Lunes, 7 de diciembre de 2003
Al final llegué a casa a las siete menos cuarto. Me retrasé porque tuve que ocuparme de un procedimiento conciliatorio contra un miembro del equipo de la oficina de Londres del que, no sé por qué, acabé siendo responsable.
La mesa estaba totalmente puesta, había vino, Lee trajinaba en la cocina y todo estaba impoluto. No tenía ni idea de cómo hacía eso, cocinar sin ir acumulando platos sucios. Me besó en la mejilla. Además de estar haciendo la cena, acababa de salir de la ducha y tenía la mejilla húmeda, afeitada y perfumada.
—Siento llegar tarde —dije.
—No pasa nada. Ya está listo. Siéntate.
Esta vez había pollo picante con ensalada, hierbas aromáticas frescas, pan caliente y Sancerre frío.
—He hecho unas cuantas llamadas —dijo mientras masticaba—. No hay problema para lo del jueves. Puede que vaya un poco justo de tiempo, así que seguramente será mejor que nos veamos allí.
—Ah. Vale.
Se hizo el silencio mientras bebía.
—¿Estás segura?
—¿De qué?
—De que quieres que conozca a tus amigos.
—Claro. ¿Por qué no iba a estarlo?
Se encogió de hombros, mirándome fijamente.
—Me cuesta mucho. Conocer gente. Solo para que lo sepas.
—No me pareces del tipo de persona que tiene problemas para relacionarse con la gente.
—Entonces es que aún no me conoces demasiado bien.
Hubo un largo silencio.
—Me gustaría saber a qué te dedicas —dije.
Dejó de comer y me observó durante un buen rato.
—Ya lo sabes casi todo —dijo—. Trabajo en el sector de la seguridad.
—Eso podría ser cualquier cosa. Estoy preocupada.
—No tienes por qué preocuparte —dijo en tono amable—. Simplemente tengo que tener cuidado, eso es todo. Es mejor para ti no saber nada.
—¿No confías en mí?
Sus ojos se nublaron.
—Yo podría preguntarte lo mismo.
Llegados a aquel punto, cedí.
—Oye, no tenemos por qué ir. A casa de Maggie, me refiero. En serio. Si prefieres que no…

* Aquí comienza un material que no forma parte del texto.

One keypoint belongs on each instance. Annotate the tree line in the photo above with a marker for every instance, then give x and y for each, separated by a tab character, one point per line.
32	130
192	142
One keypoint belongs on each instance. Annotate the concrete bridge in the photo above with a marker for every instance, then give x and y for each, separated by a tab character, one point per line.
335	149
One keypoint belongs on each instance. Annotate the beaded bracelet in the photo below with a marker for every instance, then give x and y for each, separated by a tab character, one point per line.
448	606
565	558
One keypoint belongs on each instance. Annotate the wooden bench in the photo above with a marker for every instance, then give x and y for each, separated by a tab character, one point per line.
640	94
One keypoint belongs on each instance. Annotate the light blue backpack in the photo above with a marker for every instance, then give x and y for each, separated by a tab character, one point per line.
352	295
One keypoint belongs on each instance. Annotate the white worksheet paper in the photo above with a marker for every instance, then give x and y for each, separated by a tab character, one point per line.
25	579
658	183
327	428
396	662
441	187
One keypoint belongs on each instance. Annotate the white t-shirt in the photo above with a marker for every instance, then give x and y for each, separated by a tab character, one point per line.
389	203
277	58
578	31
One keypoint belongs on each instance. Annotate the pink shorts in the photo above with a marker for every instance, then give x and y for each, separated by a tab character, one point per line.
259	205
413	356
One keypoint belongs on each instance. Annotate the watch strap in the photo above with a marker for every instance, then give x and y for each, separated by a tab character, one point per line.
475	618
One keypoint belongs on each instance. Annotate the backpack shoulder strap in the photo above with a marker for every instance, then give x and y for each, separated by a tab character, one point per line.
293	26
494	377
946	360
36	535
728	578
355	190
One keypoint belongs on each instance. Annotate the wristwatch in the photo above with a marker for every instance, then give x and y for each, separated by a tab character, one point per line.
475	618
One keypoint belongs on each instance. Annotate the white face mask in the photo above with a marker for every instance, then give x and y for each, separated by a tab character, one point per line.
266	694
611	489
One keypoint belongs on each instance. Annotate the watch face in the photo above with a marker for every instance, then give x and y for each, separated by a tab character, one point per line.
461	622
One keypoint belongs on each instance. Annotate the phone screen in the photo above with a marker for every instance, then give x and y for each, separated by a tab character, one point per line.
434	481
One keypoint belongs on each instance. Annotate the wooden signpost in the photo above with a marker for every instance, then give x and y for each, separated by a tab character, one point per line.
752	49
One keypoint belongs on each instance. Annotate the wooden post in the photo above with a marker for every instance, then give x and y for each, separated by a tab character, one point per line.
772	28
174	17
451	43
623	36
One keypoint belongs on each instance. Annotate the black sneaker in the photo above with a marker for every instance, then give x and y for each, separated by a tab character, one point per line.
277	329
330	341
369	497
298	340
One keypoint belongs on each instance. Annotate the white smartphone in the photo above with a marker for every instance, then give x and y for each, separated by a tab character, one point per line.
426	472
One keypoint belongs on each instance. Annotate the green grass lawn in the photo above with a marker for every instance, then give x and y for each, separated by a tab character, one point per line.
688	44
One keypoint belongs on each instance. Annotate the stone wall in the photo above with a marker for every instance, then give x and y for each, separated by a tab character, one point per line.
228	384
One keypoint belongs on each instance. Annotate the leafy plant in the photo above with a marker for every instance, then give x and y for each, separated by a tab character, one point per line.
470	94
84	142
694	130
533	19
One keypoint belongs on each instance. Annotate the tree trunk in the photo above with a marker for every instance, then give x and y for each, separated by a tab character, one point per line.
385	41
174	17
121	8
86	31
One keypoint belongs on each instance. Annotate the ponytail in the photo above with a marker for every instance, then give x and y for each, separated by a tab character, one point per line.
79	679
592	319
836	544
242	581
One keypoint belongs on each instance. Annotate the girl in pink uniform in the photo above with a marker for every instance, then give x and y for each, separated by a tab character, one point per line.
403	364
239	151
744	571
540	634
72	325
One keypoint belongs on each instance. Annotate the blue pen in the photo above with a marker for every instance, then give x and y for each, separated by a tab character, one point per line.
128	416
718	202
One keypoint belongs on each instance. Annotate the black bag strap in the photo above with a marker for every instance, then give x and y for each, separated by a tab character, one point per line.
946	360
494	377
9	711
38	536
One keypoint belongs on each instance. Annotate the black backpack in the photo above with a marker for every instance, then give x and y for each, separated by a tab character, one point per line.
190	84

—No hay problema —dijo—. Iremos.
—Lee, solo es una cena. No es ninguna prueba.
Él siguió masticando y después bajó el cuchillo y el tenedor.
—¿Postre?
El postre resultó consistir en fresas de invernadero y moscatel que comimos y bebimos en la cama. Él no volvió a hablar sobre la cena en casa de Maggie ni sobre su trabajo, y yo tampoco. Me perdí en su sabor, en la sensación de sus manos calientes sobre mi piel desnuda, consciente de que al día siguiente por la mañana él se habría ido y yo volvería a estar sola.